Her glare finds me once more. With a shake of her head, she spins to her door and darts inside, slamming it.
In the living room, I slap the bottom of Jake’s boot where it’s propped on the arm of the sofa. “I have got to get me some of that.”
Peeking from beneath the crook of his arm, he jerks his foot away. “Some of what?”
“Josephina Jordan. She was the sweetest little girl on my block when I was a kid. Now she’s grown into a firecracker of a little hottie, and lucky for her, she happens to live next door.”
“Lucky for her, eh?”
“Well, I’m gonna get laid, no matter who it is. She got lucky enough to be conveniently located near the Master’s bedroom.”
Jake pulls the cushion from the back of the couch and lobs it at me. I dodge. It smashes through the stack of boxes he unloaded from his Jeep earlier. A container teeters, losing its battle to stay upright. A package of finger paints falls out of the toppled box and hits the floor.
He snatches up another pillow and throws it. “You’re gonna end up alone and broken-hearted one of these days. The way you run through women, there won’t be any you haven’t screwed and dumped by the time you decide you want to settle down.”
I raise my hands with a shrug. “Really, no worries.
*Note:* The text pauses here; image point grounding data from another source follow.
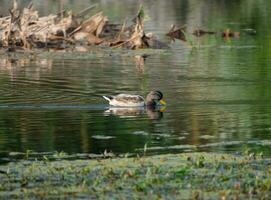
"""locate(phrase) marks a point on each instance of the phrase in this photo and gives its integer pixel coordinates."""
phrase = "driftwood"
(26, 29)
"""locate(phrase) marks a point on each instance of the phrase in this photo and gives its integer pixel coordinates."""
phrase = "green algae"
(177, 176)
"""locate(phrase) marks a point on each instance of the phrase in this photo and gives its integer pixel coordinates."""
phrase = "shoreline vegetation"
(24, 30)
(181, 176)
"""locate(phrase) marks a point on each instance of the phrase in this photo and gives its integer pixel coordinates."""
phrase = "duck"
(154, 98)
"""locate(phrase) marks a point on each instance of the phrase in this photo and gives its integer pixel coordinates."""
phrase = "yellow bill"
(162, 102)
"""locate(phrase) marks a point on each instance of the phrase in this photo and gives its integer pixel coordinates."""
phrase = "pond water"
(218, 94)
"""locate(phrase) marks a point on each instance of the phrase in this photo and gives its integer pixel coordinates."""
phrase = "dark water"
(218, 95)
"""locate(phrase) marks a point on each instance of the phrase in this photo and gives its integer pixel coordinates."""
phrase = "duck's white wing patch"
(127, 100)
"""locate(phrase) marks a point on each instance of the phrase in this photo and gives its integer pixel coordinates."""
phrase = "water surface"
(218, 94)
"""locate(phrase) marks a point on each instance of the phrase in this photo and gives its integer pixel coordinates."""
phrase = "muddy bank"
(182, 176)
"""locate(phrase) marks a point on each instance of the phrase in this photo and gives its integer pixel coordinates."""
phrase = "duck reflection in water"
(152, 112)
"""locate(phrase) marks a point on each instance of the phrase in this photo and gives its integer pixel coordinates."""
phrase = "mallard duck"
(153, 99)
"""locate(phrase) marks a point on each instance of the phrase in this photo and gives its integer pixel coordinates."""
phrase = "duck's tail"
(108, 98)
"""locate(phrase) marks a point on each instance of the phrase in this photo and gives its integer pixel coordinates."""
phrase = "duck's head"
(155, 98)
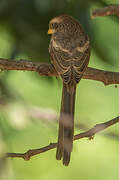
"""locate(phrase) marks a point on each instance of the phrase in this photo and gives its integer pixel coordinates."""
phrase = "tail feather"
(66, 123)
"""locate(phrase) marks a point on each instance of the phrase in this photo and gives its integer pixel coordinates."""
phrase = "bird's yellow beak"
(50, 31)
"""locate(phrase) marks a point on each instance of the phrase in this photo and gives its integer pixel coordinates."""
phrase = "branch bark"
(106, 11)
(45, 69)
(87, 134)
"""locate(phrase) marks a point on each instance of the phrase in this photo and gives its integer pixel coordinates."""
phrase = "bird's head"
(64, 24)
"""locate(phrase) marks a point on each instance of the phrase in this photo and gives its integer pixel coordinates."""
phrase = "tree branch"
(106, 11)
(45, 69)
(90, 134)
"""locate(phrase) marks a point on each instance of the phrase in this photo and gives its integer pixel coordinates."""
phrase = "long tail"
(66, 123)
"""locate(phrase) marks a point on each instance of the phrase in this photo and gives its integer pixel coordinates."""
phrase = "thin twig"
(90, 134)
(106, 11)
(45, 69)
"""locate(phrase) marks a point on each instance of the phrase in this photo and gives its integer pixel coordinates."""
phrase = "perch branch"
(106, 11)
(45, 69)
(87, 134)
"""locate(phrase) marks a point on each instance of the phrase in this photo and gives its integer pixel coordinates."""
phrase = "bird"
(69, 50)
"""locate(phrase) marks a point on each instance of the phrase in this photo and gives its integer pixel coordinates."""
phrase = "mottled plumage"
(70, 51)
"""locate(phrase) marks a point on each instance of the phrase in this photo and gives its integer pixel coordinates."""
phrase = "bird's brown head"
(64, 24)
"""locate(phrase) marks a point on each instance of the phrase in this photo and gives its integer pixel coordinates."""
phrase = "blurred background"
(30, 104)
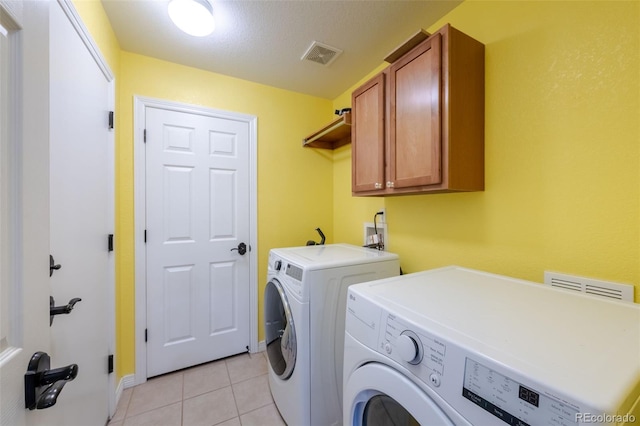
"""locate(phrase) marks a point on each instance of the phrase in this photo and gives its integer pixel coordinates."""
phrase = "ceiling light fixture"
(194, 17)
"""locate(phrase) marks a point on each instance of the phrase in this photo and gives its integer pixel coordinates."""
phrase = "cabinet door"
(367, 136)
(415, 128)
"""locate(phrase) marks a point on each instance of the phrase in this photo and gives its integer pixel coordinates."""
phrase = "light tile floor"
(228, 392)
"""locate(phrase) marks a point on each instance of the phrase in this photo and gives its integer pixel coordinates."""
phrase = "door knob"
(242, 248)
(42, 386)
(58, 310)
(53, 266)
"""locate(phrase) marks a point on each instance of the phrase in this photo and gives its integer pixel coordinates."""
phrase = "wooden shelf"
(405, 47)
(333, 135)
It’s a non-issue. I’ll never settle down. It’s not in the long-term plan. Besides, if there are almost seven billion people on the planet, and half of those are women, I could easily fuck multiple women per day and I still won’t have worked my way through the ones within my age-range—even if I’m still fucking when I’m seventy, which, of course, I will be.”
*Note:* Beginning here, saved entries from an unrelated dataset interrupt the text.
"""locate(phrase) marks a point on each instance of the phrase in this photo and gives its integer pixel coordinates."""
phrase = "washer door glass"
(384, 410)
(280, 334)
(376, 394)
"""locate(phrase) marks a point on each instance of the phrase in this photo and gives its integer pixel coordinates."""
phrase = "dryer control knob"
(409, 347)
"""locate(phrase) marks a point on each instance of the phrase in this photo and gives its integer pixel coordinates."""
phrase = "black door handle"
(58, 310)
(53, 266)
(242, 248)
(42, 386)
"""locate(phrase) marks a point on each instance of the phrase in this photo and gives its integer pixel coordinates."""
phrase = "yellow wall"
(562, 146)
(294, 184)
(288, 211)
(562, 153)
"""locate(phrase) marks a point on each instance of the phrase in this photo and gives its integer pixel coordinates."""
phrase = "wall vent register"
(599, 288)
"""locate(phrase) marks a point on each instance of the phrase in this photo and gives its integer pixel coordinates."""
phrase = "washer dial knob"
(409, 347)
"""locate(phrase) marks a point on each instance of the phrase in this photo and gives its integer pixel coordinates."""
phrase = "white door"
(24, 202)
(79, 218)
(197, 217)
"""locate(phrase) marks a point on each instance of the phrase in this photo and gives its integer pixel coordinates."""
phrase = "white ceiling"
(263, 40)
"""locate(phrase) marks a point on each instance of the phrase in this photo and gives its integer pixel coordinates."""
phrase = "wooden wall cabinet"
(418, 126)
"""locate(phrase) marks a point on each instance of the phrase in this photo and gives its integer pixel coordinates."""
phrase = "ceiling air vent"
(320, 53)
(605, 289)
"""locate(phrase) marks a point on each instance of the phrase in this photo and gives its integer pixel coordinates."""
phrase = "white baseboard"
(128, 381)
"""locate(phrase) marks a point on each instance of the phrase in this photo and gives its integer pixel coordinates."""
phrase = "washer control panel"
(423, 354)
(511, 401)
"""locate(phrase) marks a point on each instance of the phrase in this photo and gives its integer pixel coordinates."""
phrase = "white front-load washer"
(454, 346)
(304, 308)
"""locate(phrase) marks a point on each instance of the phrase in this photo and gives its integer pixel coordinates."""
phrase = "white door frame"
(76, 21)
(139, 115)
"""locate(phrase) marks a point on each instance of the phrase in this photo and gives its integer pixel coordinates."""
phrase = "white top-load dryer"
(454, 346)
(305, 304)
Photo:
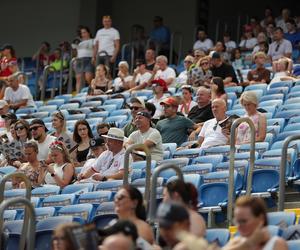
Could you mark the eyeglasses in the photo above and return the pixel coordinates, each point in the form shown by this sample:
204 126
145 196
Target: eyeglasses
19 128
35 128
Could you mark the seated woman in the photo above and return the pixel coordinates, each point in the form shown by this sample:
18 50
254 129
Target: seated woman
122 82
217 89
249 101
102 81
60 172
186 194
33 169
129 206
250 215
60 130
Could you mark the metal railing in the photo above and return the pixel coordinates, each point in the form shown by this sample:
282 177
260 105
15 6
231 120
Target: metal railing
27 238
173 38
6 203
46 71
157 171
284 156
148 168
231 190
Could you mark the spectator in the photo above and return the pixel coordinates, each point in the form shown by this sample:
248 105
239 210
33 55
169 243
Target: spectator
249 101
129 205
173 218
102 129
212 134
122 82
61 171
203 42
150 59
141 76
18 95
102 81
250 215
260 74
201 74
137 105
282 20
188 62
292 34
32 168
217 89
229 44
84 68
107 40
159 88
110 164
38 132
187 102
280 47
60 130
223 70
160 36
248 41
147 135
163 71
187 195
174 128
202 112
82 135
97 147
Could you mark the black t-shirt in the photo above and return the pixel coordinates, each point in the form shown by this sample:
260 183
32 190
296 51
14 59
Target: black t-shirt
198 115
225 70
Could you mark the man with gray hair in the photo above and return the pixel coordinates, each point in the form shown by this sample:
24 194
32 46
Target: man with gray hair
162 71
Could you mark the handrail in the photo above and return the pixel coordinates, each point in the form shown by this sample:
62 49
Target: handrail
27 236
71 71
45 78
284 156
156 172
234 125
180 37
148 167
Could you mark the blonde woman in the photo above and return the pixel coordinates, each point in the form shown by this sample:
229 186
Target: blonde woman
249 101
61 171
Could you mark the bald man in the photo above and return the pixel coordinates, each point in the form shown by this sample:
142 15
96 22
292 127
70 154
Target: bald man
212 134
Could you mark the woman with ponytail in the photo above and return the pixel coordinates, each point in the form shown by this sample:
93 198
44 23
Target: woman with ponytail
187 194
129 205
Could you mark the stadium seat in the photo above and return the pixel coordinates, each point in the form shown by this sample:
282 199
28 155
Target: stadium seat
219 236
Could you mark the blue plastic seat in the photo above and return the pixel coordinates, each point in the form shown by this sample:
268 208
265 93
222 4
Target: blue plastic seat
281 219
220 236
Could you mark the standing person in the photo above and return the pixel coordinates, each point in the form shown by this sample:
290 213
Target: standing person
187 102
107 39
82 135
39 134
84 68
61 133
147 135
174 128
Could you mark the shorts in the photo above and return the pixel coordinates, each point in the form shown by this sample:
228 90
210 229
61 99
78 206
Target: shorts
84 65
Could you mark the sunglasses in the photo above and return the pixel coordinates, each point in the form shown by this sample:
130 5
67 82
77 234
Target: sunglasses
19 128
35 128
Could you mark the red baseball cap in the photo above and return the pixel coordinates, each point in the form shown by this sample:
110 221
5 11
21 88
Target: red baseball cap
170 101
161 83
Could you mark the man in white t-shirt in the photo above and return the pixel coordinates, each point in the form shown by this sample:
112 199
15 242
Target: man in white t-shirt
163 71
107 39
147 136
17 95
38 131
212 134
110 164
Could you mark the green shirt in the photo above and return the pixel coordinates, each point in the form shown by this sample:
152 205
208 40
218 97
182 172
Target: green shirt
175 129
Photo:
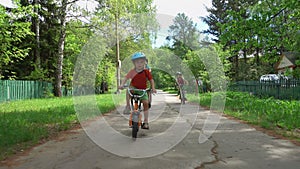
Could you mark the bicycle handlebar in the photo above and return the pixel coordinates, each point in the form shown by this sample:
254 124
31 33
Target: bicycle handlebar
133 89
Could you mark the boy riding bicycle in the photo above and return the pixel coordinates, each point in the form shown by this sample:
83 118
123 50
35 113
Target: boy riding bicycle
139 77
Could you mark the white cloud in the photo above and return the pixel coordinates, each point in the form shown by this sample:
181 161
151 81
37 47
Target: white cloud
192 8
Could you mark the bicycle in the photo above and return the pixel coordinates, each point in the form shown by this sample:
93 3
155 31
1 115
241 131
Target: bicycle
135 117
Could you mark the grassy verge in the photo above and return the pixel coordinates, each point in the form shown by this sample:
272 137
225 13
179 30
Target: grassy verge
25 123
281 116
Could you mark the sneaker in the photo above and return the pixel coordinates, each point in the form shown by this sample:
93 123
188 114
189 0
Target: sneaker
126 111
145 126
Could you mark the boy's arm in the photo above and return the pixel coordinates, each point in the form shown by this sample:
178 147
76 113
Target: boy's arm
152 86
123 83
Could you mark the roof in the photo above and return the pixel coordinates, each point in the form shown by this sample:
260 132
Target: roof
288 59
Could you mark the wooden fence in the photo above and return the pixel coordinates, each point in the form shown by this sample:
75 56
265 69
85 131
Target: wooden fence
21 89
283 89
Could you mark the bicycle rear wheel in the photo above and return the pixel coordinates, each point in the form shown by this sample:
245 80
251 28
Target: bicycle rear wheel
135 129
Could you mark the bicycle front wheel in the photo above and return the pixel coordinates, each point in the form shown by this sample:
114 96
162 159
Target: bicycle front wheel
135 129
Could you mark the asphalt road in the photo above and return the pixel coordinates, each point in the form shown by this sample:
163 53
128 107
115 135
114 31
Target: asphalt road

Jake swings his feet to the floor and rubs his temples with the tips of his fingers. “Your logic astounds. The fact that you’ve thought through it that deeply—frankly, it’s disturbing.”
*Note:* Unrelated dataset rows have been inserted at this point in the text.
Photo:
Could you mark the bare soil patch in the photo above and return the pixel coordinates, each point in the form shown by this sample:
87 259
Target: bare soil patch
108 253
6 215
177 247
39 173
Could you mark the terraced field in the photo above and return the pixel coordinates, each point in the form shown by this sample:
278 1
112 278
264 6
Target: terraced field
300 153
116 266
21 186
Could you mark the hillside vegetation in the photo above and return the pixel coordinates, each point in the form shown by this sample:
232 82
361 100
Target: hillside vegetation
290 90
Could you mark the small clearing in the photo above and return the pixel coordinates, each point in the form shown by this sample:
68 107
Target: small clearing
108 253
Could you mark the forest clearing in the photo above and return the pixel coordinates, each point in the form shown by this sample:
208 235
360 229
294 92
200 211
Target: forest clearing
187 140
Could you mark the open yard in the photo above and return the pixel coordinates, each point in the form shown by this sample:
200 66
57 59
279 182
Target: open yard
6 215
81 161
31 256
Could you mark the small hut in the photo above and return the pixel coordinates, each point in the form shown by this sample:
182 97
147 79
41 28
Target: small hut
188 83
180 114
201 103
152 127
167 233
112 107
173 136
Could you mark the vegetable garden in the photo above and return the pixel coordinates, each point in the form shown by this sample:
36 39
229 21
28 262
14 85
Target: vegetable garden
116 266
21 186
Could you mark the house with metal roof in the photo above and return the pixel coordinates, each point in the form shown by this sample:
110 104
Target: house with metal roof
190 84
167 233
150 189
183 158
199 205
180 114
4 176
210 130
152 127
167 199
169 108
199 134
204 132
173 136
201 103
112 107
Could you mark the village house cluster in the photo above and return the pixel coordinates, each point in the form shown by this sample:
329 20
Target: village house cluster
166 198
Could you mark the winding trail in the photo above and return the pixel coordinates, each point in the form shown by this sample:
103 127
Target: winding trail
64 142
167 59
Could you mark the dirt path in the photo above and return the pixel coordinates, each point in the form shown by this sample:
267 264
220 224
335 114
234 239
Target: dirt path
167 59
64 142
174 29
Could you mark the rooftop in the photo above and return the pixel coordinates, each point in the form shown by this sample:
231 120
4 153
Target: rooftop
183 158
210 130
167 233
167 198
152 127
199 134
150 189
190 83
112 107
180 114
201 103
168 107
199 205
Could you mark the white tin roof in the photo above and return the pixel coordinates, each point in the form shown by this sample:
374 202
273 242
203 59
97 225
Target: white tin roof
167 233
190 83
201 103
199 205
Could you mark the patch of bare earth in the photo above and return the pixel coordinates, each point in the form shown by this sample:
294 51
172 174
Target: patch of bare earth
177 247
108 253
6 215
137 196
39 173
I grab the milk from the fridge and chug what’s left.
I swipe the wet mustache from my upper lip with the back of my arm. “I know who I am. Not everyone is going to have two-point-six children, hunker down in a burb somewhere, tool around in a minivan, live to work, work to vacation, and then retire on a fixed income that will barely buy cat food, much less steak. Suburban bliss is not for me, my man. I’m a free agent. Domestication will never happen.”
“You know what they say about never say never?” Jake grabs the empty jug from the counter and tosses it into the waste bin. “And, need I remind you that you’ve already got one of those two-point-six?”
I toss him an eye-roll. “No need to remind me of anything. Caden is the most important person in my life. You know that.”
“Not every girl is like your mother, you know?”
“Leave my mother out of this.”
“Not all women are control freaks with shriveled frontal lobes.” He continues, “Besides, that’s not everyone’s plan. I’m not going down that road either. But I also don’t want to hump my way through the entire state and look back on my life only to find it devoid of meaning.”
I raise one brow. “Devoid of meaning? Seriously—you need to get laid, bro.”
This time he’s the one who rolls his eyes. “I get laid plenty. I’m just not out to set any world records.”
“You think I could get into Guinness?” My uncontrollable grin widens.
Jake face-palms and mumbles, “You’re hopeless.”
TWO
“Why would there be any question that I would take custody? I’m Caden’s father.” I push my fingers through my hair for probably the sixth time.
Marcus pulls loose the knot at his throat. “Well, normally, there wouldn’t be. But—”
“No buts. Jess is in rehab—again. Enough is enough. I want full custody. Do whatever it takes. This isn’t good for Caden.”
He works the tie over his head and tosses it onto the conference table.
I wait, tension building in my chest.
He looks up at me.
I’m not going to like whatever he has to say. Anytime someone has that expression, it never means anything good.
“Fine. But what?” I say.
“Jessica didn’t put your name on Caden’s birth certificate.”
The words weren’t garbled, but they might as well have been for as much sense as they made.
“Say again?”
“You’re not listed as his father.”
His words are a punch to the gut.
After a few moments, I’m able to get the letters swirling in my mind to line up into a coherent thought. “Then who is? Because for the last ten months, I’ve been the one giving her money to support him. And I’ve been the guy caring for him on Wednesdays and every other weekend.”